August 31, 2015

Broad Ripple Resident Pitches A Rewrite Of A City Park's Name


Dan Wakefield - Photo credit: Sky Blue Window

Dan Wakefield

Photo credit: Sky Blue Window

INDIANAPOLIS – Dan Wakefield’s stories have always featured bits of his Hoosier upbringing sprinkled within them. Now the park he played in as a kid may soon bear his name.

Broad Ripple resident Patrick Chastain is leading the charge to rename Broadway and 61st Park after the Indianapolis author, and has started a petition drive on change.org. He said the park’s generic name creates an opportunity to honor one of Indiana’s most renowned writers.

“He grew up a couple blocks from the park. He went to School 80 a couple blocks from the park. He’s from Broad Ripple and I couldn’t think of a better person to name the park after,” Chastain said.

Chastain said the idea came to him while reading Wakefield’s book Going All the Way. The novel features a scene set in the same park where Wakefield attended Boy Scout meetings and played as a child – the park at Broadway and 61st.

Wakefield said he’s flattered by the idea.

“He knows me through my books, so that makes it all the nicer,” Wakefield said. “It would be a great honor and it would certainly be the greatest honor I’ve ever had.”

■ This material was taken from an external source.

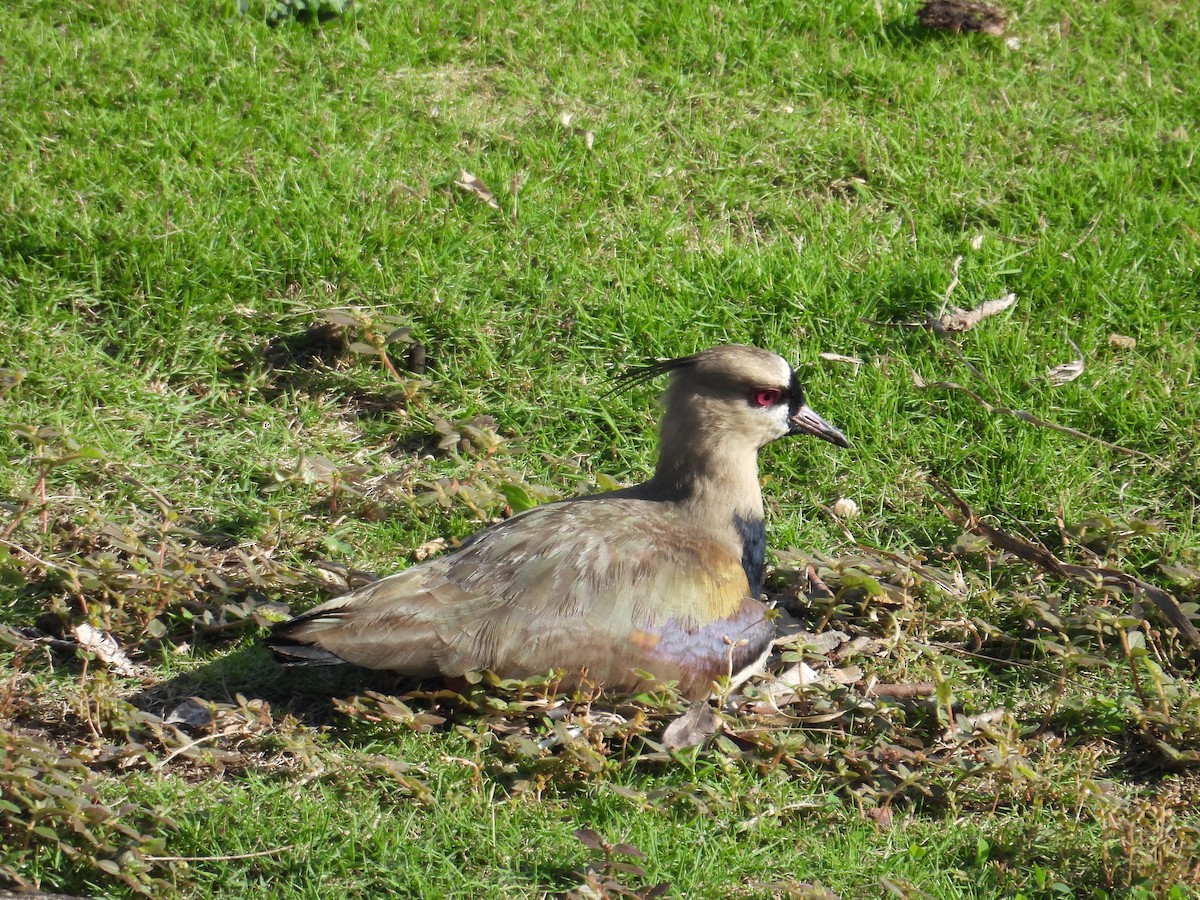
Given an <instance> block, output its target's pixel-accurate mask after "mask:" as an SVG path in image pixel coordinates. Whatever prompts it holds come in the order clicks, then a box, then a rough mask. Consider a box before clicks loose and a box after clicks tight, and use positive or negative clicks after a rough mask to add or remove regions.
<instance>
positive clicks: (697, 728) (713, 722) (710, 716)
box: [662, 701, 721, 750]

The idea has drawn support from former Sen. Richard Lugar and literary supporters such as Barbara Shoup, the executive director of the Indiana Writers Center. She said the city needs to display more prominent support of its writers.

“You can go to the ballet and watch people dancing,” Shoup said. “You can go to the symphony and watch people playing their instruments and listen to them and think ‘Oh, how wonderful it is,’ but you can’t watch writers write. I’d like to see it – if nothing else – as a nod to literature.”

The parks board has not determined whether it will hear the proposal at its September 24th meeting.

Chastain said he hopes the ruling comes quickly and allows one of his idols to be immortalized while he is still able to enjoy the honor.

“People ask me ‘why should we name it after Dan while he’s still alive? Shouldn’t we wait until after he’s gone?’ It just makes no sense to me,” Chastain said. “Why would you not honor someone you care about while he or she is still alive to see it?”